Les députés ont décidé, mercredi 22 juillet 2026, de classer sans suite une pétition qui demandait l'abrogation de la présomption d'usage légitime des armes par les forces de l'ordre. Cette pétition, lancée par plusieurs associations de défense des droits humains, avait recueilli plus de 300 000 signatures, dépassant largement le seuil de 100 000 signatures nécessaire pour être examinée par l'Assemblée nationale.
Une pétition aux origines multiples
La pétition, intitulée « Pour l'abrogation de la présomption d'usage légitime des armes par les forces de l'ordre », a été déposée en mars 2026. Elle faisait suite à plusieurs affaires de tirs mortels lors d'interventions policières, notamment celle de Nahel Merzouk en 2023, qui avait déjà suscité une vive polémique. Les signataires estimaient que cette présomption, introduite par une loi de 2017, créait un déséquilibre dans les procédures judiciaires et favorisait l'impunité des forces de l'ordre.
Selon les associations à l'origine de la pétition, « cette disposition législative permet aux policiers et gendarmes de bénéficier d'une présomption de légitime défense lorsqu'ils font usage de leur arme dans l'exercice de leurs fonctions, ce qui rend extrêmement difficile toute poursuite pénale en cas de bavure ». Ils ajoutent que « depuis l'entrée en vigueur de cette loi, le nombre de tirs mortels par les forces de l'ordre a augmenté de 30 %, sans que la justice ne parvienne à établir les responsabilités ».
Un débat houleux à l'Assemblée
La commission des lois de l'Assemblée nationale a examiné la pétition le 15 juillet. Après plusieurs heures de débat, les députés ont voté à une large majorité (58 voix contre 12) pour son classement, estimant que la législation actuelle était suffisante et que la présomption d'usage légitime des armes ne remettait pas en cause l'équilibre des procédures.

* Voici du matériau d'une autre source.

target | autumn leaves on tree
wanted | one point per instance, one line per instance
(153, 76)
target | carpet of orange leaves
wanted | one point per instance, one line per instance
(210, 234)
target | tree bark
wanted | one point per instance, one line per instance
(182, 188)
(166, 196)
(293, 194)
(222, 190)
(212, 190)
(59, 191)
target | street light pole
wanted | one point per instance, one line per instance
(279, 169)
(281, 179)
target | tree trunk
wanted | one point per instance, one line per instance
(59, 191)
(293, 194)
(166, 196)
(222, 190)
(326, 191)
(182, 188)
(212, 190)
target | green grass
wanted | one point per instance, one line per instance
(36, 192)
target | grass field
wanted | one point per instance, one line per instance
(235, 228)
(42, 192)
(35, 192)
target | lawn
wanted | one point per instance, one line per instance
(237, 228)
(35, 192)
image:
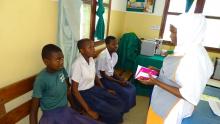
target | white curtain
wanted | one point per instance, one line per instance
(69, 30)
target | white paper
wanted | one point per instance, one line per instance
(215, 106)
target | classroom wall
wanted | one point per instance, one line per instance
(143, 24)
(25, 27)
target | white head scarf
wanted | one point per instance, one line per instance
(195, 68)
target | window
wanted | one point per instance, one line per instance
(89, 18)
(210, 8)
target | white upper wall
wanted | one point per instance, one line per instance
(120, 5)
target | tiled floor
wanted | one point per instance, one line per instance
(137, 115)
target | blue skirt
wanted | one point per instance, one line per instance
(109, 107)
(127, 93)
(65, 115)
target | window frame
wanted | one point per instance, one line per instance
(198, 9)
(94, 6)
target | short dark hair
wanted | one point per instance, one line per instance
(48, 49)
(81, 42)
(108, 39)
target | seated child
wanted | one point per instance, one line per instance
(50, 92)
(96, 101)
(105, 64)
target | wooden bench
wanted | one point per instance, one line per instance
(11, 92)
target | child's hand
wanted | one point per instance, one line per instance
(150, 81)
(93, 114)
(111, 92)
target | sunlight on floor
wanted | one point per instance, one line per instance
(137, 115)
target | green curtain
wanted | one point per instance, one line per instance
(129, 49)
(68, 30)
(188, 5)
(100, 27)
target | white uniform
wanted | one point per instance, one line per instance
(83, 72)
(195, 68)
(106, 62)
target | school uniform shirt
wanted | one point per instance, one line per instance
(83, 72)
(106, 62)
(51, 89)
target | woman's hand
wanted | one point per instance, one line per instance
(150, 81)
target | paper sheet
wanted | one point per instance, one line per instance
(144, 72)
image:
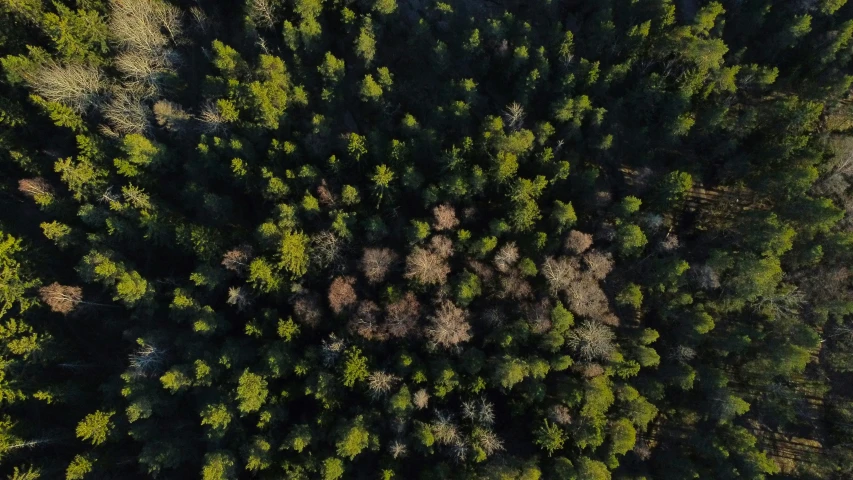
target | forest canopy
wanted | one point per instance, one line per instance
(415, 239)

Le rapporteur de la commission, le député LREM Jean Dupont, a déclaré : « Nous comprenons l'émotion suscitée par ces affaires tragiques, mais la loi actuelle prévoit déjà des garanties suffisantes. La présomption d'usage légitime n'est pas une immunité, elle est renversable par l'enquête judiciaire. »
De leur côté, les députés de l'opposition ont dénoncé un « déni de démocratie ». La députée LFI Marine Tondelier a affirmé : « En classant cette pétition, les députés de la majorité montrent qu'ils sont sourds à la voix du peuple. Plus de 300 000 citoyens ont signé cette pétition, ils méritent que leur demande soit prise au sérieux. »
Les conséquences de ce classement
Le classement de la pétition signifie qu'aucune suite législative ne sera donnée à cette demande. Les associations à l'origine de la pétition ont annoncé leur intention de saisir le Défenseur des droits et de poursuivre leur mobilisation. « Nous ne baisserons pas les bras. Cette décision ne fait que renforcer notre détermination à obtenir justice pour les victimes de violences policières », a déclaré un porte-parole du collectif « Justice pour tous ».
Cette décision intervient dans un contexte de tensions persistantes entre les forces de l'ordre et une partie de la population, notamment dans les quartiers populaires. Plusieurs organisations internationales, dont Amnesty International, ont déjà critiqué la législation française sur l'usage des armes par les forces de l'ordre. Le gouvernement, de son côté, a réaffirmé sa confiance dans les forces de l'ordre et a rappelé que des procédures disciplinaires et pénales existent en cas de manquement.